Schlingensief: das Leben spüren
Ja. Aber das meint trotzdem nicht dieses bewahrende "Carpe diem". Ich lese das Interview so, dass er trotz seiner Krankheit, welche ihm möglicherweise "geholfen" hat, sich selbst als "Künstler-Gott" mehr in Frage zu stellen, weiterhin für Veränderung kämpft.
+++ "Alle Ordnungen des Menschen sind darauf eingerichtet, daß das Leben in einer fortgesetzten Zerstreuung der Gedanken nicht GESPÜRT werde." (Friedrich Nietzsche) +++
Aber Schlingensief will es spüren. Das ist die Aktivität eines Leidenden, der nicht pessimistisch wird, sondern das Gleichgewicht, die Gelassenheit und die Dankbarkeit gegen das Leben aufrechterhalten will.
+++ "Vielleicht weiß ich am besten, warum der Mensch allein lacht: er allein leidet so tief, daß er das Lachen erfinden MUSSTE." (Friedrich Nietzsche) +++
Schlingensief: Lebensversicherung aufgeben
In der Tat hat Schlingensief einige interessante Gedanken geäußert, z.B. : "Ich mag es nicht mehr, dass viele Schauspieler in Deutschland immer nur wissen wollen, was sie gleich tun sollen, und auch schon die Applausquote mit einfordern." Ich vermisse auch die Überraschungsmomente. Was zuweilen spontan und improvisiert erscheint, ist oftmals doch nur einstudiert, das wird vor allem deutlich, wenn man sich ein Stück doppelt ansieht. In vielen Stücken befinden sich einkalkulierte Lach-Szenen, die den Schauspielern die Gewissheit verleihen, dem Publikum ein angenehmes Gefühl verschafft zu haben.
In Afrika kann Schlingensief ja seine Lebensversicherung abgeben und sich auf diverse interessante Bedrohungen einlassen, auf die ich persönlich gern verzichten möchte.
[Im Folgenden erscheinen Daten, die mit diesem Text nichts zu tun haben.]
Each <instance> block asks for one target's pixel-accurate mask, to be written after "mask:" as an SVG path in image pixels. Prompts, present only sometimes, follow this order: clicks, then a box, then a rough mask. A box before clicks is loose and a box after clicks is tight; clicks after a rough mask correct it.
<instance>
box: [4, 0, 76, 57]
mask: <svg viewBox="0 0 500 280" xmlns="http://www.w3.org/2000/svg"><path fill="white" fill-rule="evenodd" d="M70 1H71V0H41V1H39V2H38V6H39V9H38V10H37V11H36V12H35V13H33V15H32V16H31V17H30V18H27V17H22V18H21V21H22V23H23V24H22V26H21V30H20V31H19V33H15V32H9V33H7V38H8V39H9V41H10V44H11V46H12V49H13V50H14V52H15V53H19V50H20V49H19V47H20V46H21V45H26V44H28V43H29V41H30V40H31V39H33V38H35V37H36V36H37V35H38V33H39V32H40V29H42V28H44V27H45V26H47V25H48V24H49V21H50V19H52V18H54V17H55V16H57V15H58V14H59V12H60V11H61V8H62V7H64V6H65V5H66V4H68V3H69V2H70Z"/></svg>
Dort kann er das Leben noch spüren, was im Westen, so der Meister, vor lauter Versicherungen fast gar nicht mehr möglich ist. Wenn die Imponderabilien des Lebens tatsächlich die Lebensqualität ausmachen, wäre das auch eine Chance fürs Theater. Dann könnten auch Unberechenbarkeiten und Elemente von Aktionskunst auf der Bühne Einzug halten.
Schlingensiefs Diagnose, dass manche Intendanten bei ihren Spielplänen eine Affinität zum Potpourri haben, ist, fürchte ich, richtig. Bei zu viel Avantgardismus, der nur den Geschmack einer intellektuell entsprechend disponierten Publikumsfraktion anvisieren kann, befürchten wohl einige Intendanten, dass ihnen von oben der Geldhahn ein bisschen abgedreht wird. Deshalb gibt es zwischendurch Veranstaltungen aus dem Amüsierbetrieb für den Skat-Club von Opa Krause. Und gelegentlich gehen auch vulgär-progressive Kräfte der Fernseh-Unkultur ins Theater.
Schade, dass es dem Veteran Castorf nicht mehr gelingt, Leute wie Diedrich Diederichsen in seinen Laden zu locken. Vielleicht konnte Schlingensief damals einiges von Diederichsens Beredsamkeit abgucken, übernehmen und für die eigenen Eloquenz-Techniken nutzen.